La région Centre-Nord est malheureusement un terrain propice aux embuscades, assauts et déploiements d’explosifs par la branche locale du JNIM, le groupe yihadiste le plus actif du Sahel central. Parallèlement, cette zone accueille des dizaines de milliers de personnes déplacées internes, fuyant la violence croissante dans les régions plus septentrionales du pays, notamment la région du Sahel. Barsalogho, théâtre de cette tragédie, se trouve à seulement 145 kilomètres de la capitale, Ouagadougou.

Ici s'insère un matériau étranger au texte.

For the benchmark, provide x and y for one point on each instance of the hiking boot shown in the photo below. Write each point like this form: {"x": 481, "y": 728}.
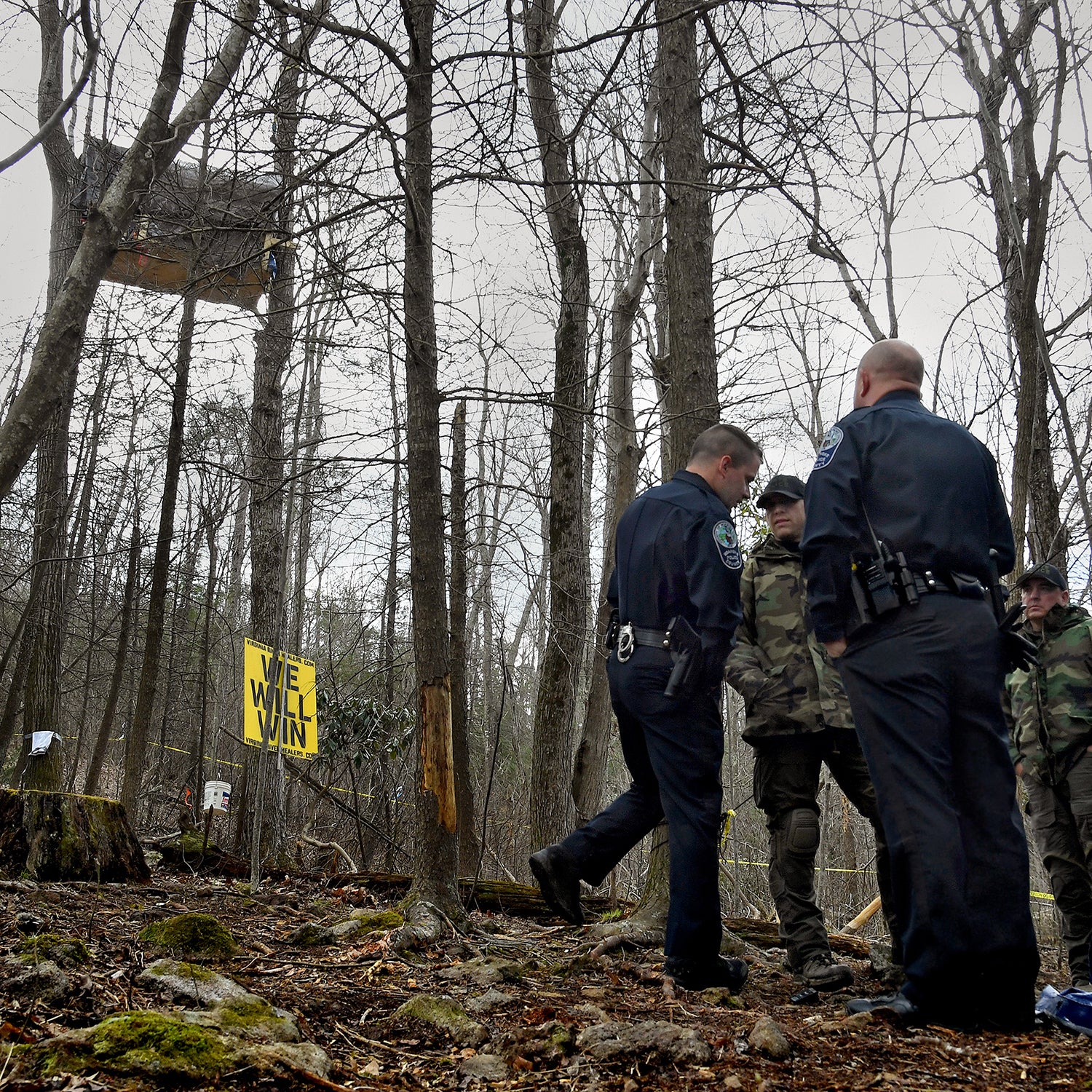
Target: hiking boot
{"x": 823, "y": 973}
{"x": 898, "y": 1008}
{"x": 558, "y": 879}
{"x": 705, "y": 974}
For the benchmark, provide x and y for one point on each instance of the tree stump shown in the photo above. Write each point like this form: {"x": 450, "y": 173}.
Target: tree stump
{"x": 67, "y": 836}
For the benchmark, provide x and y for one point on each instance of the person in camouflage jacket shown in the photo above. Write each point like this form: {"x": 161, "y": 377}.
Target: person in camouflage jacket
{"x": 797, "y": 718}
{"x": 1050, "y": 713}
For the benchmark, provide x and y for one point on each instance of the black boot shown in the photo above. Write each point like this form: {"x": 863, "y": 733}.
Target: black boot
{"x": 558, "y": 879}
{"x": 705, "y": 974}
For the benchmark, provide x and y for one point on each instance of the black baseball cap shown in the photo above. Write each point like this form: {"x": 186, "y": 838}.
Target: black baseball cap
{"x": 781, "y": 485}
{"x": 1048, "y": 572}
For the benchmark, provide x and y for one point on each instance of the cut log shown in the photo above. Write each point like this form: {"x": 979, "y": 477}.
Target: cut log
{"x": 65, "y": 836}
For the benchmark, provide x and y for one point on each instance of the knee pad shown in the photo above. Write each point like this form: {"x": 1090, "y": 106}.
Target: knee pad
{"x": 802, "y": 831}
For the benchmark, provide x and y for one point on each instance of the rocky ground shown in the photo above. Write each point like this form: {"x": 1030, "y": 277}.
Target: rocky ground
{"x": 308, "y": 993}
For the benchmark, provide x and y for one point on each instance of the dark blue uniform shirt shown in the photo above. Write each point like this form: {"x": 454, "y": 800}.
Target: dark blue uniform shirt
{"x": 676, "y": 553}
{"x": 930, "y": 488}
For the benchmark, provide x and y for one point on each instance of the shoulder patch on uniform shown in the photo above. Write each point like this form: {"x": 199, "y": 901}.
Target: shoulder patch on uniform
{"x": 727, "y": 545}
{"x": 829, "y": 446}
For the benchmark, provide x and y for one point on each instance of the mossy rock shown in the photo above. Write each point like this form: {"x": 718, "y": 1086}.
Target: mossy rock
{"x": 189, "y": 982}
{"x": 312, "y": 935}
{"x": 550, "y": 1043}
{"x": 139, "y": 1043}
{"x": 63, "y": 951}
{"x": 446, "y": 1015}
{"x": 194, "y": 935}
{"x": 251, "y": 1017}
{"x": 162, "y": 1048}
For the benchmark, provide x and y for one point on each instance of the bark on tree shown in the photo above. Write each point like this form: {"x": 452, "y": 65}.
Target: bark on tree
{"x": 272, "y": 352}
{"x": 128, "y": 606}
{"x": 692, "y": 401}
{"x": 60, "y": 836}
{"x": 135, "y": 761}
{"x": 460, "y": 738}
{"x": 624, "y": 459}
{"x": 436, "y": 858}
{"x": 44, "y": 635}
{"x": 1000, "y": 65}
{"x": 558, "y": 677}
{"x": 692, "y": 395}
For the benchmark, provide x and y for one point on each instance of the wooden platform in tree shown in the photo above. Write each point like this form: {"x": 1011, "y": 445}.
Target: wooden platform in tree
{"x": 66, "y": 836}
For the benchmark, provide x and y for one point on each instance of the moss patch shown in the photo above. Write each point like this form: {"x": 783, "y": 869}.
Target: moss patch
{"x": 194, "y": 971}
{"x": 251, "y": 1017}
{"x": 65, "y": 951}
{"x": 443, "y": 1013}
{"x": 377, "y": 921}
{"x": 143, "y": 1043}
{"x": 191, "y": 935}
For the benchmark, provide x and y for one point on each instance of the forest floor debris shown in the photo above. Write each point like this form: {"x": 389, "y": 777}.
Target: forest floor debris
{"x": 552, "y": 1017}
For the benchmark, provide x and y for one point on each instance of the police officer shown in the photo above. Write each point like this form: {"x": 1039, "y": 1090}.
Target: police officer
{"x": 1048, "y": 707}
{"x": 919, "y": 654}
{"x": 676, "y": 590}
{"x": 797, "y": 718}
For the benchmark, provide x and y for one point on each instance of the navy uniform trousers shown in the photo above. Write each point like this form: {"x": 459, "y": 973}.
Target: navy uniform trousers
{"x": 925, "y": 686}
{"x": 673, "y": 751}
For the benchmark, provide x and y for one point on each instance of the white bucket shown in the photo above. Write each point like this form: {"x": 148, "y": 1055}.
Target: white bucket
{"x": 218, "y": 794}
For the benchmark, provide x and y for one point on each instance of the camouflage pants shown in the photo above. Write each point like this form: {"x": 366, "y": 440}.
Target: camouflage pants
{"x": 786, "y": 788}
{"x": 1061, "y": 820}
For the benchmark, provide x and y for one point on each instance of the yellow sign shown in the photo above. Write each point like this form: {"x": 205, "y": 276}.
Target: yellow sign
{"x": 279, "y": 701}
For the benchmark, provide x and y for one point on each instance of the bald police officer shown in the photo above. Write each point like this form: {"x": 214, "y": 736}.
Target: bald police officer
{"x": 903, "y": 508}
{"x": 676, "y": 590}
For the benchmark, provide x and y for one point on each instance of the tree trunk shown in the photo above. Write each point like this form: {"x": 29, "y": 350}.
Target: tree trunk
{"x": 624, "y": 460}
{"x": 1021, "y": 194}
{"x": 552, "y": 810}
{"x": 692, "y": 397}
{"x": 389, "y": 651}
{"x": 57, "y": 836}
{"x": 137, "y": 737}
{"x": 460, "y": 740}
{"x": 692, "y": 402}
{"x": 272, "y": 351}
{"x": 128, "y": 606}
{"x": 45, "y": 626}
{"x": 437, "y": 841}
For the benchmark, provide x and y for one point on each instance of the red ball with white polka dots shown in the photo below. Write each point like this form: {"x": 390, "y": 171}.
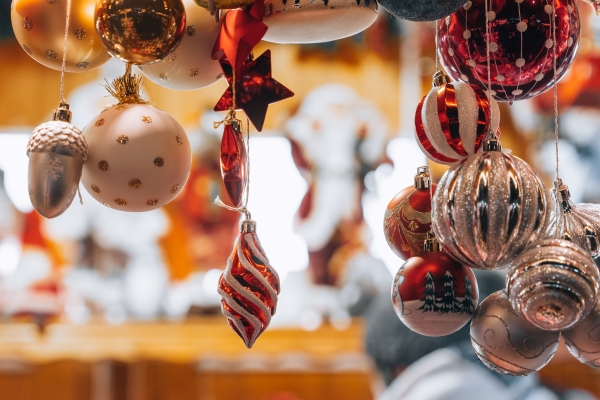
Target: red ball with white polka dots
{"x": 521, "y": 44}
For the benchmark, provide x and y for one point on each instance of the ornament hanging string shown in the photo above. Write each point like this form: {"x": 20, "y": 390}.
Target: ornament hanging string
{"x": 553, "y": 16}
{"x": 64, "y": 63}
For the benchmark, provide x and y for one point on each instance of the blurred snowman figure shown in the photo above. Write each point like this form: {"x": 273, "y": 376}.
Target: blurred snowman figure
{"x": 337, "y": 138}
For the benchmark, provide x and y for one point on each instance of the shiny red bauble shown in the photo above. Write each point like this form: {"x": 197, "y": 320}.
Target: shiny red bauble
{"x": 434, "y": 295}
{"x": 521, "y": 45}
{"x": 407, "y": 221}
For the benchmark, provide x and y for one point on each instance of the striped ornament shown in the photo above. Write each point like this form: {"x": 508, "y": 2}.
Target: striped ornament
{"x": 249, "y": 287}
{"x": 488, "y": 208}
{"x": 453, "y": 120}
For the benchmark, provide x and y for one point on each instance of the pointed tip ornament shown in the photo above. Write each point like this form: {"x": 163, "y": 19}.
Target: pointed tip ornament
{"x": 249, "y": 286}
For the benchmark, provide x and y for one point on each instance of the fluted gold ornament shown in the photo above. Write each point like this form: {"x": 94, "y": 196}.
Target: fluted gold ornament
{"x": 39, "y": 26}
{"x": 140, "y": 31}
{"x": 57, "y": 151}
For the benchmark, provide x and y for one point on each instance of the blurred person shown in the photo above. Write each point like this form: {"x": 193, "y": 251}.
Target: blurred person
{"x": 416, "y": 367}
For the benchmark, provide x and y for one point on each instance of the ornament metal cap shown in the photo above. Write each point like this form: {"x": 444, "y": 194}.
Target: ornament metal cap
{"x": 439, "y": 78}
{"x": 492, "y": 144}
{"x": 561, "y": 191}
{"x": 423, "y": 178}
{"x": 248, "y": 226}
{"x": 62, "y": 113}
{"x": 431, "y": 244}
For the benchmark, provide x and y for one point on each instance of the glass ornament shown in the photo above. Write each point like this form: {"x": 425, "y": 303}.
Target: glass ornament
{"x": 579, "y": 223}
{"x": 521, "y": 46}
{"x": 139, "y": 156}
{"x": 140, "y": 31}
{"x": 309, "y": 21}
{"x": 506, "y": 343}
{"x": 453, "y": 120}
{"x": 553, "y": 284}
{"x": 583, "y": 339}
{"x": 408, "y": 217}
{"x": 433, "y": 294}
{"x": 57, "y": 151}
{"x": 191, "y": 65}
{"x": 234, "y": 162}
{"x": 249, "y": 286}
{"x": 488, "y": 207}
{"x": 39, "y": 26}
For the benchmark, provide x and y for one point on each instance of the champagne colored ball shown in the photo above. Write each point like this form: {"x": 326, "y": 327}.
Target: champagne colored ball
{"x": 583, "y": 340}
{"x": 488, "y": 208}
{"x": 554, "y": 284}
{"x": 140, "y": 31}
{"x": 139, "y": 157}
{"x": 434, "y": 295}
{"x": 308, "y": 21}
{"x": 506, "y": 343}
{"x": 190, "y": 66}
{"x": 39, "y": 26}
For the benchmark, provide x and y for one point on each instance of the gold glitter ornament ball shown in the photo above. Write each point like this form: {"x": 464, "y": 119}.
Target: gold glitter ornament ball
{"x": 140, "y": 31}
{"x": 39, "y": 26}
{"x": 139, "y": 157}
{"x": 191, "y": 65}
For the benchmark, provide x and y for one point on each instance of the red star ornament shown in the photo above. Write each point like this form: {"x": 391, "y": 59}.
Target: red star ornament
{"x": 241, "y": 30}
{"x": 255, "y": 89}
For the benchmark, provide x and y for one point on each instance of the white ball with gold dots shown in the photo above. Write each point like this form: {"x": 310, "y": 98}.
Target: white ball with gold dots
{"x": 139, "y": 157}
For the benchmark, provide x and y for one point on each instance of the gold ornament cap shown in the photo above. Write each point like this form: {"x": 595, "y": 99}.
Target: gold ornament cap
{"x": 431, "y": 244}
{"x": 422, "y": 178}
{"x": 248, "y": 226}
{"x": 62, "y": 113}
{"x": 439, "y": 79}
{"x": 492, "y": 144}
{"x": 561, "y": 191}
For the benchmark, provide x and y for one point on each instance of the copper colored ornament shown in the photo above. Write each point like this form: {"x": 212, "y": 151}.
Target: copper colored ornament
{"x": 507, "y": 344}
{"x": 241, "y": 30}
{"x": 309, "y": 21}
{"x": 408, "y": 217}
{"x": 488, "y": 208}
{"x": 249, "y": 287}
{"x": 433, "y": 294}
{"x": 140, "y": 31}
{"x": 255, "y": 89}
{"x": 521, "y": 46}
{"x": 583, "y": 339}
{"x": 39, "y": 26}
{"x": 453, "y": 120}
{"x": 234, "y": 163}
{"x": 140, "y": 157}
{"x": 190, "y": 66}
{"x": 554, "y": 284}
{"x": 595, "y": 4}
{"x": 579, "y": 223}
{"x": 57, "y": 151}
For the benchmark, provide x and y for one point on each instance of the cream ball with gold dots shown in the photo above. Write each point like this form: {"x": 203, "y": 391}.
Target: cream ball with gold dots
{"x": 139, "y": 157}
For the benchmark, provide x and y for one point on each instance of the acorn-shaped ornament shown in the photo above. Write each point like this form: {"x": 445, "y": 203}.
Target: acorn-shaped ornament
{"x": 57, "y": 151}
{"x": 408, "y": 217}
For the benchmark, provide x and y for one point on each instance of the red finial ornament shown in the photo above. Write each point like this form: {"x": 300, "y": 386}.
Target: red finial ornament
{"x": 249, "y": 286}
{"x": 234, "y": 162}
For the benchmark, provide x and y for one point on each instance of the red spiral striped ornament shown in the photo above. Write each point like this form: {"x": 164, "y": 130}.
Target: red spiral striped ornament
{"x": 453, "y": 120}
{"x": 249, "y": 287}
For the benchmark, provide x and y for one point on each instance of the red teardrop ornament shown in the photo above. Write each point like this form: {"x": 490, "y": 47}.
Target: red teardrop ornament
{"x": 249, "y": 287}
{"x": 234, "y": 163}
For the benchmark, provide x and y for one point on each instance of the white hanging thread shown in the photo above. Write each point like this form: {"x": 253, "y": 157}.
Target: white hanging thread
{"x": 555, "y": 85}
{"x": 64, "y": 63}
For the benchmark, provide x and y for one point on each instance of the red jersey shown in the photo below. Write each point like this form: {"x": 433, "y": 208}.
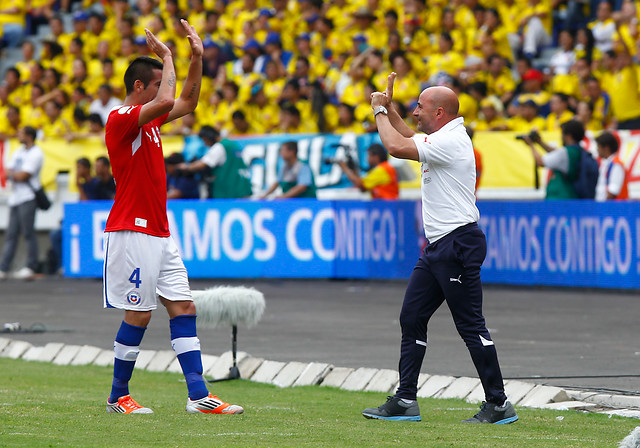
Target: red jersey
{"x": 138, "y": 167}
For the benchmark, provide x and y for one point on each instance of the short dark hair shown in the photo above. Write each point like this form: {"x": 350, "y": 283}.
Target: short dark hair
{"x": 209, "y": 133}
{"x": 609, "y": 140}
{"x": 104, "y": 160}
{"x": 573, "y": 128}
{"x": 291, "y": 145}
{"x": 378, "y": 150}
{"x": 31, "y": 132}
{"x": 140, "y": 69}
{"x": 95, "y": 118}
{"x": 84, "y": 162}
{"x": 238, "y": 115}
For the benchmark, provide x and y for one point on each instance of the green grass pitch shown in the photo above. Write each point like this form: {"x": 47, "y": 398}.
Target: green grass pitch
{"x": 44, "y": 405}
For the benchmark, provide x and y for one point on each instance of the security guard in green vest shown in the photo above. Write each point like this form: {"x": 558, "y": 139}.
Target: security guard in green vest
{"x": 229, "y": 172}
{"x": 294, "y": 176}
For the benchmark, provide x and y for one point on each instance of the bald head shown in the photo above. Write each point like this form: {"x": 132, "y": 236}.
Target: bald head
{"x": 440, "y": 96}
{"x": 437, "y": 106}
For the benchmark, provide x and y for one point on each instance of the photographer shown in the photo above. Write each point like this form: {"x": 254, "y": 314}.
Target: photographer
{"x": 563, "y": 162}
{"x": 381, "y": 180}
{"x": 223, "y": 161}
{"x": 180, "y": 184}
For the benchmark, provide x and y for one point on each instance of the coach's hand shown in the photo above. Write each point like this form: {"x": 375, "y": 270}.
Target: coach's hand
{"x": 194, "y": 39}
{"x": 384, "y": 98}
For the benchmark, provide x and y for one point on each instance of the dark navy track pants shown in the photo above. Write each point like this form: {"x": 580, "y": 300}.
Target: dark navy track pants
{"x": 449, "y": 270}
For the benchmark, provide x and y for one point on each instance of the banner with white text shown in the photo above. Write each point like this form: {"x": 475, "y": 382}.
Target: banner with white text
{"x": 277, "y": 239}
{"x": 562, "y": 243}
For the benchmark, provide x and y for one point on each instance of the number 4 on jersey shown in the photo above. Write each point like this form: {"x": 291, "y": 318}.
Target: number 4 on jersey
{"x": 135, "y": 277}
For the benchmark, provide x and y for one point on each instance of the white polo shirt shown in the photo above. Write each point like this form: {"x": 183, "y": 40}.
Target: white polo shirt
{"x": 610, "y": 180}
{"x": 448, "y": 179}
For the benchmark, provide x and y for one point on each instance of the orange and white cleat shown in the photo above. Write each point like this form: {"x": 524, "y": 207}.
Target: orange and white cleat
{"x": 212, "y": 405}
{"x": 127, "y": 405}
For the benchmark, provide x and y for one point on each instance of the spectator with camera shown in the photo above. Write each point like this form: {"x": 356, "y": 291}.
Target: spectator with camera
{"x": 381, "y": 180}
{"x": 229, "y": 176}
{"x": 295, "y": 177}
{"x": 612, "y": 177}
{"x": 23, "y": 170}
{"x": 180, "y": 184}
{"x": 563, "y": 162}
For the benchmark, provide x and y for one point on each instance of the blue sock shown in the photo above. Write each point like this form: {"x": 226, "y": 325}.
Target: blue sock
{"x": 126, "y": 348}
{"x": 186, "y": 344}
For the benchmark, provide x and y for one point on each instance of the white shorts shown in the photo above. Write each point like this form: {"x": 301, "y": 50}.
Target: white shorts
{"x": 138, "y": 268}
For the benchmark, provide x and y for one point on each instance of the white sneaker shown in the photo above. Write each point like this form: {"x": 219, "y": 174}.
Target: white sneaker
{"x": 24, "y": 274}
{"x": 212, "y": 405}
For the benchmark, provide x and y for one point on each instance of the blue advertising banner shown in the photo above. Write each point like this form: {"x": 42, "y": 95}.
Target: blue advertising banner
{"x": 281, "y": 239}
{"x": 554, "y": 243}
{"x": 562, "y": 243}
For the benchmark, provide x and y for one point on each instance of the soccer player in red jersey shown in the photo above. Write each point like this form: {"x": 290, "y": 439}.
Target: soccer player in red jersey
{"x": 142, "y": 263}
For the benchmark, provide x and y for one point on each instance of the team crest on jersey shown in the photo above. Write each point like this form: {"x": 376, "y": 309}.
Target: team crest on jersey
{"x": 134, "y": 297}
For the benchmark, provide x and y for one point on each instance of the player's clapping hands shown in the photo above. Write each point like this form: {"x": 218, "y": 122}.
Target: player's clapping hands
{"x": 160, "y": 49}
{"x": 194, "y": 39}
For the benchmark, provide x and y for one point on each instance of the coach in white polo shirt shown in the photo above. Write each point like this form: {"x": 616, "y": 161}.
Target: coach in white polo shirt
{"x": 449, "y": 268}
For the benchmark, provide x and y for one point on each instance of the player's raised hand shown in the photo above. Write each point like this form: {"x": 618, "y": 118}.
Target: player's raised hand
{"x": 194, "y": 39}
{"x": 160, "y": 49}
{"x": 390, "y": 80}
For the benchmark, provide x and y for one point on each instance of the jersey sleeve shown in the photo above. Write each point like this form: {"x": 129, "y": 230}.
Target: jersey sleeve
{"x": 432, "y": 151}
{"x": 375, "y": 177}
{"x": 124, "y": 121}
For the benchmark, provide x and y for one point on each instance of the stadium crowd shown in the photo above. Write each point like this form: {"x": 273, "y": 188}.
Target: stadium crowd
{"x": 292, "y": 66}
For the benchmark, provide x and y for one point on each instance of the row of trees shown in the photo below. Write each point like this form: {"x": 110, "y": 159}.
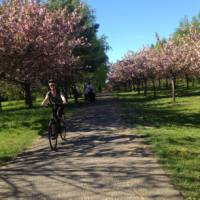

Depuis son accession au pouvoir par un coup d’État en septembre 2022, le capitaine Traoré a érigé la lutte contre les yihadistes et la reconquête de l’intégralité du territoire national en objectif prioritaire. «Je consacre 80% de mon temps à la guerre», avait-il affirmé récemment. Malgré l’arrivée d’une centaine d’instructeurs et de mercenaires russes, leur mission se concentre principalement sur la protection rapprochée de Traoré. Le dirigeant burkinabé a en effet opté pour une stratégie de reconquête basée sur l’acquisition de matériel, comme des drones de combat de fabrication turque, et sur l’implication de la population civile, notamment par le recrutement de volontaires. Des civils ont également été envoyés au front en guise de sanction pour leurs critiques envers la junte militaire.

Des volontaires en première ligne, souvent désarmés

Ces Volontaires de Défense de la Patrie (VDP), dont environ 30 000 sont déployés en première ligne de défense, bénéficient d’une formation militaire rudimentaire. Cependant, dans de nombreux cas, ils manquent cruellement d’armes ou de munitions pour faire face aux groupes terroristes. Ils sont devenus, de fait, une cible privilégiée pour ces extrémistes, comme l’illustre dramatiquement l’incident de Barsalogho ce samedi. Le Projet de Données sur les Événements et les Localisations de Conflits Armés (Acled) estime qu’environ 5 000 volontaires ont péri lors de diverses attaques depuis la création de ce corps en 2019. Malgré un fort engagement patriotique de beaucoup d’entre eux, un mécontentement croissant se fait sentir dans leurs rangs, selon une source burkinabée proche des VDP. Leur service est rémunéré par une prime mensuelle d’environ 120 euros.

Le Burkina Faso est confronté à une insurrection yihadiste depuis 2015, qui affecte particulièrement le nord, l’est et l’ouest du pays. Ce conflit a entraîné des milliers de décès et plus de deux millions de déplacés internes. On estime que plus de la moitié du territoire burkinabé échappe actuellement au contrôle de l’État. Dans de vastes zones du pays, les forces de défense ne sont présentes que sur les axes routiers majeurs et dans les villes principales. Les attaques yihadistes contre les militaires et les civils, souvent des volontaires ou leurs familles, sont incessantes. Toutefois, il est aussi avéré que l’armée et les VDP eux-mêmes sont impliqués dans des actes de violence. En avril dernier, Human Rights Watch a accusé les Forces Armées et leurs collaborateurs civils d’être responsables du massacre de 223 personnes, dont 56 enfants, dans deux villages du nord du pays. Le gouvernement burkinabé a toutefois réfuté ces allégations.